C’est un séisme qui secoue le monde de la tech française. Atos, géant tricolore de l’informatique et partenaire clé des Jeux Olympiques de Paris 2024, se trouve aujourd’hui au bord du précipice. Après des mois d’incertitude sur son avenir, l’entreprise vient d’obtenir l’ouverture d’une procédure de sauvegarde accélérée auprès du tribunal de commerce de Nanterre. Une bouffée d’oxygène inespérée pour ce fleuron en grande difficulté, qui va ainsi pouvoir renégocier sa dette abyssale et tenter d’échapper au pire : la faillite.
Atos dans la tourmente
Fondé en 1997, Atos s’est imposé au fil des années comme un acteur majeur du secteur des services numériques, en France comme à l’international. Présent dans plus de 70 pays, le groupe emploie près de 110 000 salariés et a réalisé un chiffre d’affaires de 11 milliards d’euros en 2021. Mais derrière cette success story se cachent de profondes fragilités, révélées au grand jour ces derniers mois.
Annonçant une perte colossale de 2,96 milliards d’euros pour le seul exercice 2021, Atos a vu sa valorisation boursière s’effondrer de près de 75% en un an.

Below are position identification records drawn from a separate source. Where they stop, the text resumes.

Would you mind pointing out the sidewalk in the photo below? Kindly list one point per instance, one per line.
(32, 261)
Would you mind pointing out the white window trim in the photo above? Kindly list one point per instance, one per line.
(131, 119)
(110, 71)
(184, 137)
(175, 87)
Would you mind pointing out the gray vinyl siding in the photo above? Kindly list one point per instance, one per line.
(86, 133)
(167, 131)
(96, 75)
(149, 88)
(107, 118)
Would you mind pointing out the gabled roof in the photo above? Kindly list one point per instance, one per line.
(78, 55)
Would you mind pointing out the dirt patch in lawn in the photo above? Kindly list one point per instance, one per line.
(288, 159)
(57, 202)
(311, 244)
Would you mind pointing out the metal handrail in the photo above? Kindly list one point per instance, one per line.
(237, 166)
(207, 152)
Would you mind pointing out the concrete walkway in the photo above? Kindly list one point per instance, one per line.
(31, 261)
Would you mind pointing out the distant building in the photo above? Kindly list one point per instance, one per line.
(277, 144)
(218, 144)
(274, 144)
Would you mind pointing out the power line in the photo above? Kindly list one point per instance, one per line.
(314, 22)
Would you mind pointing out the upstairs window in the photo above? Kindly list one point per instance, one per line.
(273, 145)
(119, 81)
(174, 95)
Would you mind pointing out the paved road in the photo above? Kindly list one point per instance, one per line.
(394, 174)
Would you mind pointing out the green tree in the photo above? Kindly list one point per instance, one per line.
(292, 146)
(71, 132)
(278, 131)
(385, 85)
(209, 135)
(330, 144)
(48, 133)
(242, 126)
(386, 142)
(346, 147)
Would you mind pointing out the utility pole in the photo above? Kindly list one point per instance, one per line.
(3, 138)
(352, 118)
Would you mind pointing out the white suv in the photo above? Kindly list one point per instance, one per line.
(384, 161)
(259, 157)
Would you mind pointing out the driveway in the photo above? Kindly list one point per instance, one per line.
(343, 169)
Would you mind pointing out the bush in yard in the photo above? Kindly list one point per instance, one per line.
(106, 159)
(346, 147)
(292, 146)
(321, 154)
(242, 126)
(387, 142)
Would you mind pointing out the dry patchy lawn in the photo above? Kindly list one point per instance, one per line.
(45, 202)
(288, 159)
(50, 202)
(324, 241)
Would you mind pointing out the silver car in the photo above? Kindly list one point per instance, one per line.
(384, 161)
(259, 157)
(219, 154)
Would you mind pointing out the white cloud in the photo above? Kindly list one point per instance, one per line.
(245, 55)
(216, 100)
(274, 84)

Les agences de notation ont dégradé sa note, et les analystes s’interrogent sur la pérennité de son modèle. Une crise de confiance majeure qui a poussé la direction à chercher des solutions en urgence pour assainir ses comptes et rassurer ses parties prenantes.
La procédure de sauvegarde, un remède miracle ?
C’est dans ce contexte que le tribunal de commerce de Nanterre a accepté, ce mercredi, d’ouvrir une procédure de sauvegarde accélérée au bénéfice d’Atos. Ce dispositif, prévu par le droit des entreprises en difficulté, va permettre au groupe de geler ses dettes le temps de négocier un plan de restructuration avec ses créanciers. L’objectif : alléger son fardeau financier et dégager de nouvelles marges de manœuvre pour rebondir.
Le tribunal a estimé que, compte tenu du soutien suffisamment large des créanciers financiers, l’adoption du projet de plan de restructuration financière au cours de la procédure de sauvegarde accélérée était vraisemblable.
– Atos, communiqué de presse du 26 juillet 2023
Concrètement, Atos va avoir deux mois pour ficeler un accord avec une majorité qualifiée de créanciers, représentant au moins deux tiers du montant des créances. Un défi de taille, alors que sa dette nette atteignait 1,2 milliard d’euros fin 2022. Mais le groupe se veut confiant, fort du « soutien suffisamment large » déjà exprimé par une partie de ses financeurs.
Un avenir toujours incertain
Si cette procédure collective offre un répit bienvenu à Atos, elle est loin de régler tous ses problèmes. Car au-delà de la question de la dette, c’est tout le modèle économique du groupe qui est remis en cause. Face aux mutations accélérées du secteur technologique, marqué notamment par l’essor du cloud, Atos peine à se réinventer et à trouver les relais de croissance dont il a besoin.
Le plan de transformation « Vision 2025 », lancé l’an dernier par son PDG Rodolphe Belmer, prévoit certes de recentrer l’activité sur les segments les plus porteurs, comme la cybersécurité et le quantique. Mais sa mise en œuvre s’annonce compliquée dans un contexte financier dégradé, et alors que l’entreprise peine à attirer et retenir les talents.
Autant d’incertitudes qui pèsent sur l’avenir d’Atos, et avec lui sur l’écosystème français du numérique. Car une faillite de ce mastodonte aurait des répercussions majeures, de par son poids économique comme son rôle dans des projets stratégiques tel que les JO de Paris. Plus que jamais, le sort du groupe s’apparente à un test grandeur nature de la résilience de la French Tech. Avec l’espoir qu’Atos, à l’image du Baron de Münchhausen, parvienne à se sortir du bourbier en se hissant lui-même par les cheveux.